Ever since Lithuania has restored its independence in 1990, wide-ranging debates have been taking place on a question of individual and societal conformance, resistance, and collaboration during the times of Soviet occupation. This article inquires into strategies and tactics of behavior that the most famous historians of independent Lithuania have chosen to pursue in the presence of existential and professional challenges made by the Soviet occupation and its totalitarian system. 

The older generation of historians from independent Lithuania was deliberately isolated during the time of creating the Soviet model of history; their influence was limited as these scholars were directed to the "ideologically safe" spheres of work and were prevented from reading "complicated courses" to students. Historians with the "bourgeois past" were closely watched and some of them even came under the real threat of repressions. At the same time, authors and stewards of the Soviet model of history cynically attempted to use the authority of the historians of independent Lithuania by constantly assigning them tasks of conjuncture.

While facing existential and professional challenges, the old generation of Lithuanian historians had to choose from three, often contradictory, strategies of behavior: 

First path was to separate themselves from the perversions of the Soviet reality by refusing to participate in joint projects and by assuming an apolitical attitude.

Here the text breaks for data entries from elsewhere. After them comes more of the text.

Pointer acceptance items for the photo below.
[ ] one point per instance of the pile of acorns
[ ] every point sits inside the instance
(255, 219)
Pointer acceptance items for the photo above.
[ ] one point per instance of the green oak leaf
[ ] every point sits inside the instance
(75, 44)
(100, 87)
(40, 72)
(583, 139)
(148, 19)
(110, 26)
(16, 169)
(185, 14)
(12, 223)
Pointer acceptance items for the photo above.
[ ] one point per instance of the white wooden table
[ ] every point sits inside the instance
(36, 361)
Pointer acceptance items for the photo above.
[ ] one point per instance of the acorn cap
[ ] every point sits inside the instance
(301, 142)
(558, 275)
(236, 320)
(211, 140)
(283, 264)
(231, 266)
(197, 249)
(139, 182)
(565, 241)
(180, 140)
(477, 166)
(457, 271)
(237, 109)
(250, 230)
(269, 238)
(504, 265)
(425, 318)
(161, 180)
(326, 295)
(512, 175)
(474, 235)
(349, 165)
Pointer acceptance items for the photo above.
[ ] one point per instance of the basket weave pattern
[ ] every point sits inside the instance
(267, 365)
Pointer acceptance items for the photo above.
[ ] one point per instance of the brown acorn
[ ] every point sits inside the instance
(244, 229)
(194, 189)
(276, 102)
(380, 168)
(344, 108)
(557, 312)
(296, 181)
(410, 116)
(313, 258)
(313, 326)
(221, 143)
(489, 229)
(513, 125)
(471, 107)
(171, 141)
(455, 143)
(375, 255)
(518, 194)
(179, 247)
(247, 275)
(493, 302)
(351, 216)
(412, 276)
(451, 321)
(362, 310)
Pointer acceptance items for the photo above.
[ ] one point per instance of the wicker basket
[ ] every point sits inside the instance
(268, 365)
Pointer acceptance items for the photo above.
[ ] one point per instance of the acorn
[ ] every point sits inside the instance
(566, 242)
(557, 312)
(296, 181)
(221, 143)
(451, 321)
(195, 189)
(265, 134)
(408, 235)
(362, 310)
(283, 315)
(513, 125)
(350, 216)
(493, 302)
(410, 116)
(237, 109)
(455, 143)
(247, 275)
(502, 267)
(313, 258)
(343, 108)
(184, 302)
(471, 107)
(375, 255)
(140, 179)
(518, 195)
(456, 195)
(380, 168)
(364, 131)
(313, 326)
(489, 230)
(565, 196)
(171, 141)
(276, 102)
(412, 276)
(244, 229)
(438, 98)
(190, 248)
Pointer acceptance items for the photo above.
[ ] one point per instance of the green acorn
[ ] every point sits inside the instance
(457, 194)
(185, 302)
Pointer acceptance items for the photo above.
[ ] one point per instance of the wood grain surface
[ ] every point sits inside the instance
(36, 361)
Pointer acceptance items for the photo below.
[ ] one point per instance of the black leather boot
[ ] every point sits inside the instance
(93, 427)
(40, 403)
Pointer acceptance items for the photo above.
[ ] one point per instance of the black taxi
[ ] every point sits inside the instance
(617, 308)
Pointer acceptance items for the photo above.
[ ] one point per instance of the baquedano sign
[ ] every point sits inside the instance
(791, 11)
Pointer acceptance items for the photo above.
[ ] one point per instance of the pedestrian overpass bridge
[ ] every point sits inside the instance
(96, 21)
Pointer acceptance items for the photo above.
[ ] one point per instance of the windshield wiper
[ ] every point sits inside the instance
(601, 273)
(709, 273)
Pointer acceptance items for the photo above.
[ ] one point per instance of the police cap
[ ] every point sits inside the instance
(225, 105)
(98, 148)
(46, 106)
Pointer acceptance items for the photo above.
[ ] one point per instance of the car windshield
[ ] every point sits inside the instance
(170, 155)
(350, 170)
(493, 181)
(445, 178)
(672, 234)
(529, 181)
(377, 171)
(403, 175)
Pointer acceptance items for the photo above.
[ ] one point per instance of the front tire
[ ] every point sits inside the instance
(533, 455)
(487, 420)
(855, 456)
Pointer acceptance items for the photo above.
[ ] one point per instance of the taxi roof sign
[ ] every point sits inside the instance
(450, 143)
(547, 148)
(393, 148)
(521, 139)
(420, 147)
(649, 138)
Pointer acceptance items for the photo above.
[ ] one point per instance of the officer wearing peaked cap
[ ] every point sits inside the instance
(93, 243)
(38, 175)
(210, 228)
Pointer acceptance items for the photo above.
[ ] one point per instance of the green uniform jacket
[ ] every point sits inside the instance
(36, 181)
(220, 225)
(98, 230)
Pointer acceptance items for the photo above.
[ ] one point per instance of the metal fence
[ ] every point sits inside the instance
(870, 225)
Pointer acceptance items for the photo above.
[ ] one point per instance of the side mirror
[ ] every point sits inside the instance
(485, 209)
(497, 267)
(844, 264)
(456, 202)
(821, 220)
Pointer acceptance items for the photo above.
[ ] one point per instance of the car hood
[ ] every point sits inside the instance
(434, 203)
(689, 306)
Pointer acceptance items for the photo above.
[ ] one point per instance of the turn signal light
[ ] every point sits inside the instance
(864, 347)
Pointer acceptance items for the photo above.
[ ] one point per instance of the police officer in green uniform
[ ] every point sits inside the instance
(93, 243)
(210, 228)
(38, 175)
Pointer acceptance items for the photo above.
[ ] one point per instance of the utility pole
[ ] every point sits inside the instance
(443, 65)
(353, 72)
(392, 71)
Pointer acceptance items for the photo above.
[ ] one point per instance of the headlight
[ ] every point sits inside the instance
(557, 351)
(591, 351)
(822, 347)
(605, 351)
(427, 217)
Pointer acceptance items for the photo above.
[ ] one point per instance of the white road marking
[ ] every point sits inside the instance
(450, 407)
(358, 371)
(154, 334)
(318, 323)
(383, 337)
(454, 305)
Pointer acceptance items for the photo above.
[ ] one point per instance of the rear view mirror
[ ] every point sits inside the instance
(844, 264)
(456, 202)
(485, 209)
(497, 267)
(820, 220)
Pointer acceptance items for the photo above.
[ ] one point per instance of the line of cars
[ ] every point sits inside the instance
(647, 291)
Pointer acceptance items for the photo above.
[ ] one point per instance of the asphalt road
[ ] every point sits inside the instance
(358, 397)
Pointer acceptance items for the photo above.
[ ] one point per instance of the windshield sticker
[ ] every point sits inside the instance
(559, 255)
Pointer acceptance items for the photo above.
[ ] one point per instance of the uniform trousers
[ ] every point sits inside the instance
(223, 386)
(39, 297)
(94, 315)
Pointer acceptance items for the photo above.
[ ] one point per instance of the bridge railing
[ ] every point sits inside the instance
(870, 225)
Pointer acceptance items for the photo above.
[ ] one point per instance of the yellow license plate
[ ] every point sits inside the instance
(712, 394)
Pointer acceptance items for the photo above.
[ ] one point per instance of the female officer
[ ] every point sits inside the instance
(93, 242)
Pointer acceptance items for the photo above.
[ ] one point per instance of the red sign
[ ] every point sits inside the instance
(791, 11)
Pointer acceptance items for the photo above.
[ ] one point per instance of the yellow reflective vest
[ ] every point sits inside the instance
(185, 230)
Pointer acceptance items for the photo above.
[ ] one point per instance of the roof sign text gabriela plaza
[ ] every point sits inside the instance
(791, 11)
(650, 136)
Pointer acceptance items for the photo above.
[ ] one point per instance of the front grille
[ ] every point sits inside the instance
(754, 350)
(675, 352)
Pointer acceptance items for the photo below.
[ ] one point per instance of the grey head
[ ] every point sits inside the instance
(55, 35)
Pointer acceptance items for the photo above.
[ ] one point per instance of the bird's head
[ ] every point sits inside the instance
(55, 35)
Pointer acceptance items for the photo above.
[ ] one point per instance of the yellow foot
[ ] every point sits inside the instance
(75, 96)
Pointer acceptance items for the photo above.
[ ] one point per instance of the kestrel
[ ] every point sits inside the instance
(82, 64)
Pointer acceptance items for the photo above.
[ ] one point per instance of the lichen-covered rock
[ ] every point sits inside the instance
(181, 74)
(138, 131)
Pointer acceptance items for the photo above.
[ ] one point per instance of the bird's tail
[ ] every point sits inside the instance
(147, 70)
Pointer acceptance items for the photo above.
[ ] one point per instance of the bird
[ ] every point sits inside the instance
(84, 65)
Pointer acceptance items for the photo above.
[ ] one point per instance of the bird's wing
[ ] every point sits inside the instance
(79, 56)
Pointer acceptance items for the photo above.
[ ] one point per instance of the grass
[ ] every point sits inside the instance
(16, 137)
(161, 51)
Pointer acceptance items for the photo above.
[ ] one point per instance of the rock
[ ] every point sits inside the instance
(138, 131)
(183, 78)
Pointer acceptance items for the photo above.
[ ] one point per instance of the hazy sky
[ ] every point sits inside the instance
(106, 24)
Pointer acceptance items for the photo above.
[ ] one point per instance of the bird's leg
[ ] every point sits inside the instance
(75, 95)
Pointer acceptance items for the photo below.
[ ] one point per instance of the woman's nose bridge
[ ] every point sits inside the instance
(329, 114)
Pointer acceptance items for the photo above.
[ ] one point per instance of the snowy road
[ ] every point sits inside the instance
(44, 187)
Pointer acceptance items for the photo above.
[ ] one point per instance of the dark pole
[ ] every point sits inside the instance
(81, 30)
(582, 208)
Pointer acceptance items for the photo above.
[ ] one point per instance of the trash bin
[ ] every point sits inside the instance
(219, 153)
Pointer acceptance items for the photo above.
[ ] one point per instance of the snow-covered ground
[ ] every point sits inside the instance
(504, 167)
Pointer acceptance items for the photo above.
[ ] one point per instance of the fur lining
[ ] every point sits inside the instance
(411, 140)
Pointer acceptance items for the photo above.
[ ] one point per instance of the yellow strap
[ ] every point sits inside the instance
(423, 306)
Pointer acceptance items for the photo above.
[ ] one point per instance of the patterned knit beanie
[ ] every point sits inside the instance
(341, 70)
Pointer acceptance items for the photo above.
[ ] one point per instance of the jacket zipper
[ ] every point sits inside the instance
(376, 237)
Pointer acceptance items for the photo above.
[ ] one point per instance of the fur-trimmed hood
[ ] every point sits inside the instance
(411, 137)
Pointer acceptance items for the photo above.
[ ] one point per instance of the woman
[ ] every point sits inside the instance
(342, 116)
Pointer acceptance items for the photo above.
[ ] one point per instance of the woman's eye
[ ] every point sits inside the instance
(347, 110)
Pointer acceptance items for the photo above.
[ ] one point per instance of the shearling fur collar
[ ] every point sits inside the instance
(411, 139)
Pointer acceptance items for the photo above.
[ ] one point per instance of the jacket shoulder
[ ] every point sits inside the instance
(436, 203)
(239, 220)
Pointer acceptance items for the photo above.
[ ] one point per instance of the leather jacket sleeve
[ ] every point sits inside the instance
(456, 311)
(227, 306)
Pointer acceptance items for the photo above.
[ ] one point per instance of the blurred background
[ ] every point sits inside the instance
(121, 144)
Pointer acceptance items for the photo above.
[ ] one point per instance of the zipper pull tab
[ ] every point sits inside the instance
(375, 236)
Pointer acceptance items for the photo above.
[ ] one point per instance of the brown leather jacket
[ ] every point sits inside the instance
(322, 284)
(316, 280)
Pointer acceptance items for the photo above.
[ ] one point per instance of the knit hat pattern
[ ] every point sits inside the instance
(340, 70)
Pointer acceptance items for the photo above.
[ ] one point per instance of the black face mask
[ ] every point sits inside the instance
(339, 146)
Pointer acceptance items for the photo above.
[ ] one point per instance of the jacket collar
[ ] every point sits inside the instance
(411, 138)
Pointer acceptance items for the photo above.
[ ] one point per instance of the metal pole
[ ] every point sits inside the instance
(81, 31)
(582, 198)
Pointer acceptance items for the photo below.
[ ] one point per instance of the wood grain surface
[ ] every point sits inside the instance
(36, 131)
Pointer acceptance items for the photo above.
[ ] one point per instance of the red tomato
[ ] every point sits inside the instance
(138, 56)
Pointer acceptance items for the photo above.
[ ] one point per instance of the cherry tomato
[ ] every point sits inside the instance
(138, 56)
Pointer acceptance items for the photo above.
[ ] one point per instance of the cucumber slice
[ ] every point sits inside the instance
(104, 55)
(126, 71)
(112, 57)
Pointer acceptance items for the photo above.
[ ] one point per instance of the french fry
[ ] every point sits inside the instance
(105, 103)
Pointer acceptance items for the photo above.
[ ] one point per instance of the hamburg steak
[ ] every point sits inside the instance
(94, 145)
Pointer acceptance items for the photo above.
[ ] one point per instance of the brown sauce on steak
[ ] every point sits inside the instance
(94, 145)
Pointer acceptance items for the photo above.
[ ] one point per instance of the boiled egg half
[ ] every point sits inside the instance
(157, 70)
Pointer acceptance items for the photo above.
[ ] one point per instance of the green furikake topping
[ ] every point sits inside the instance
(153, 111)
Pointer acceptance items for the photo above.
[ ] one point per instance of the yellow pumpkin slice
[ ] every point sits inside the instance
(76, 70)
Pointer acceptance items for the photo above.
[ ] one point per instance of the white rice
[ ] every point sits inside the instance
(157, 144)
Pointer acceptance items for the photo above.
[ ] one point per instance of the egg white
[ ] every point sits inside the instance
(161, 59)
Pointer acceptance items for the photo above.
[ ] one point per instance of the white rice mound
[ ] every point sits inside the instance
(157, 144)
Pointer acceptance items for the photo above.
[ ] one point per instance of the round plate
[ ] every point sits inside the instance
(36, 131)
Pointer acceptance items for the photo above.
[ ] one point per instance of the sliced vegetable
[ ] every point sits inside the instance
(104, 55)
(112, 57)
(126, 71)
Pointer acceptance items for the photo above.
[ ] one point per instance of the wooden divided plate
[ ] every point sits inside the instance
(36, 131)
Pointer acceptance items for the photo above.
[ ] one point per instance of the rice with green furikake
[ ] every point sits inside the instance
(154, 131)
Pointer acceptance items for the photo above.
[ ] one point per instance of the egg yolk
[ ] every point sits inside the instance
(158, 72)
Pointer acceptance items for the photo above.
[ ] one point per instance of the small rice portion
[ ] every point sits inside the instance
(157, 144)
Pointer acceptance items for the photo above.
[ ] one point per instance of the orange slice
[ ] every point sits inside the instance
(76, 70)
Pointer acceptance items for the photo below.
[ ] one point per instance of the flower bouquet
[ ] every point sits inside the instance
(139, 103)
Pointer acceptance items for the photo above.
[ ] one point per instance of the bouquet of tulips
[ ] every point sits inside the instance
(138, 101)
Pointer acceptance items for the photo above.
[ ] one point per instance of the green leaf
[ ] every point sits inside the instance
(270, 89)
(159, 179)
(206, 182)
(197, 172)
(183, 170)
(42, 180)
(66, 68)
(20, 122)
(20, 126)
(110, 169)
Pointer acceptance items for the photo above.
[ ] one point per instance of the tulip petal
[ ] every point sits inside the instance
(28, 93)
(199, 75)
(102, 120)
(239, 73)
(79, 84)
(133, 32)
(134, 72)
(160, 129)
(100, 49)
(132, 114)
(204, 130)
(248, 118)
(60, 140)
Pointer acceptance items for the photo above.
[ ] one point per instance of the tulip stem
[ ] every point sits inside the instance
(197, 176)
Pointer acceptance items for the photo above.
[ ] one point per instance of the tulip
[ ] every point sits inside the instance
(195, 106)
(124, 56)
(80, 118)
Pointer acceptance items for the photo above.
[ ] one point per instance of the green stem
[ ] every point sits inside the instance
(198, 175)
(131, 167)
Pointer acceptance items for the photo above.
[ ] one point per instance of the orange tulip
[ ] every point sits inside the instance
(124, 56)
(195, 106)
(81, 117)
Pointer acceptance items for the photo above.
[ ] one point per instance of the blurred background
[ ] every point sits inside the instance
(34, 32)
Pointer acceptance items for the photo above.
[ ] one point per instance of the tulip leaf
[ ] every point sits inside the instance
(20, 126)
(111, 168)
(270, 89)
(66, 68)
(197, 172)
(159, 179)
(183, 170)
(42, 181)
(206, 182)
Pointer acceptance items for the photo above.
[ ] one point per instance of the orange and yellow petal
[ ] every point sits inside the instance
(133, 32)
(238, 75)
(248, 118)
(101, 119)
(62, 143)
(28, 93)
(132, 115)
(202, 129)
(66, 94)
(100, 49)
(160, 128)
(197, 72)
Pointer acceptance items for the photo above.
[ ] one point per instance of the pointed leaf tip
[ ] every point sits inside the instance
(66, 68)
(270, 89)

Second path was, consciously or not, to constantly seek to create controversy in the official Soviet discourse of history, while bringing upon themselves disgrace from the history stewards.

Third approach was to attempt to escape from the schemes and to correct the general constructs of Lithuanian history by influencing Soviet historiography with the usage of correct propositions and carefully chosen quotes from the Marxist-Leninist classics.

As the sovietization process was leaping forward, making a choice among resistance, conformance, and collaboration became an existential and professional challenge, which the elite of the interwar community of historians had to face every day.